Sunday, May 3, 2015

versions of infinity



















In the Bosco di San Francesco, at Assisi, there is a work by Michelangelo Pistoletto, named Terzo Paradiso, a grove of olive trees set out in a variation on the sign for infinity. Visitors are invited to participate in the work by walking on the path through the grove, thereby duplicating or tracing the expanded infinity sign.

Different as it is in form and intention, this work by Pistoletto offers an alternative notion of infinity to the one pursued for so long by Roman Opalka. Pistoletto’s infinity is available by means of its sign, and may be realised, however briefly, in following its course. For him, infinity is not an aspiration but a space of possibility. The visitor who walks attentively along the path may enter a different condition. Pistoletto’s olive grove is a device for accessing a paradisal renewal of creative possibility.

In contrast, Opalka’s numbers move towards an infinity that never arrives, a purely numerical, and therefore impossible, infinity. In his long working life, he never got any nearer to the infinite than in making his first canvas. Of course, this is something of which Opalka was perfectly aware. His life’s work may be seen as one long momento mori, within which the distance between achievement and mortality could be kept constantly in view. The numbers 1 and 5607249 are the most poignant in his work.

Where is the place of the viewer in this enterprise ? We can watch Opalka’s steadfastness, hopefully with sympathy. We can understand, from the start, the heroic nature of the work, with its built-in certainty of failure. For us too, it can function as a reminder of mortality, a great chastening example. But we remain onlookers at a remarkable endeavour.

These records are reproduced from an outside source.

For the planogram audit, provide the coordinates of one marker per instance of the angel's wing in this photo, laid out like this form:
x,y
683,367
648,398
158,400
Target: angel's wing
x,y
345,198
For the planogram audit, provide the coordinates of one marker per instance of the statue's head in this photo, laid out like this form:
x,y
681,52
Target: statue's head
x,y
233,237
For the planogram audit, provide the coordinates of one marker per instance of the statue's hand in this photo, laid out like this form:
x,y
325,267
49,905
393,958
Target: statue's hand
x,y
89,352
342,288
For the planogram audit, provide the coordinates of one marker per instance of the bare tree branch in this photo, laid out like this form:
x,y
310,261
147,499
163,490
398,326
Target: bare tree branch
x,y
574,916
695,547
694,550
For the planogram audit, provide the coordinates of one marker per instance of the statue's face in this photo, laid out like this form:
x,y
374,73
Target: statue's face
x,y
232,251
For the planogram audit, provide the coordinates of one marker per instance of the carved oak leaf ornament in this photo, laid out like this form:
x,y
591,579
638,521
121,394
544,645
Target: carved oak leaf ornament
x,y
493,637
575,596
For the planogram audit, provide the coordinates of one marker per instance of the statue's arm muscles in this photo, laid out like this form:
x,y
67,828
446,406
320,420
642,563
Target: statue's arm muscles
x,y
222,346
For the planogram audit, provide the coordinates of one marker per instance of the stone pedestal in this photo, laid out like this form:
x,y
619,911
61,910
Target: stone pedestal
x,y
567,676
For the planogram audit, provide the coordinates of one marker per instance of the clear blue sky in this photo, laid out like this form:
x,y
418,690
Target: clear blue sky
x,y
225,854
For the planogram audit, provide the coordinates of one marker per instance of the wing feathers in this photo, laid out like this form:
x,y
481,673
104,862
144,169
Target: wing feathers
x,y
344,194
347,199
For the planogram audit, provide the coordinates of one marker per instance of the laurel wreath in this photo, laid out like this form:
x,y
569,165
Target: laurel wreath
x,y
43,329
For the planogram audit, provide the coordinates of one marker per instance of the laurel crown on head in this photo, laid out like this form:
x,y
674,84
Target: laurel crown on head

This sense of spectatorship is confirmed by the aesthetic qualities of the Detail paintings, the beautiful flow of marks across the canvas, perhaps a legacy of abstract expressionism, or tachism, or lettrism, in what is essentially a conceptual art. The distance here is not that between infinity and mortality but between the skilled artist and the unskilled viewer. Or one might perceive a distance between the rigour of the concept and an inherited mode of  execution.

The generosity of Terzo Paradiso is that Pistoletto encourages us to participate in the work more directly. We become co-creators. Along the course of the path among the olives, we walk in paradise. To the two connected circles of infinity, Pistoletto has added a third circle, the three standing for nature, for culture, and for a sustainable balance between them. This to-be-achieved balance is the third paradise. Perhaps for Pistoletto infinity itself needs augmentation, by meaning and participation.  

Opalka’s course is one of acceptance – acceptance of the task at hand, acceptance of mortality. Freedom, or any possible happiness, is to be found within the condition of things, in faithfulness to the task and in denial of any possible freedom outside of the task or outside of mortality and the given. To activate Terzo Paradiso, you follow the olive path round an expanded infinity, and then you step away from it, into your own freedom.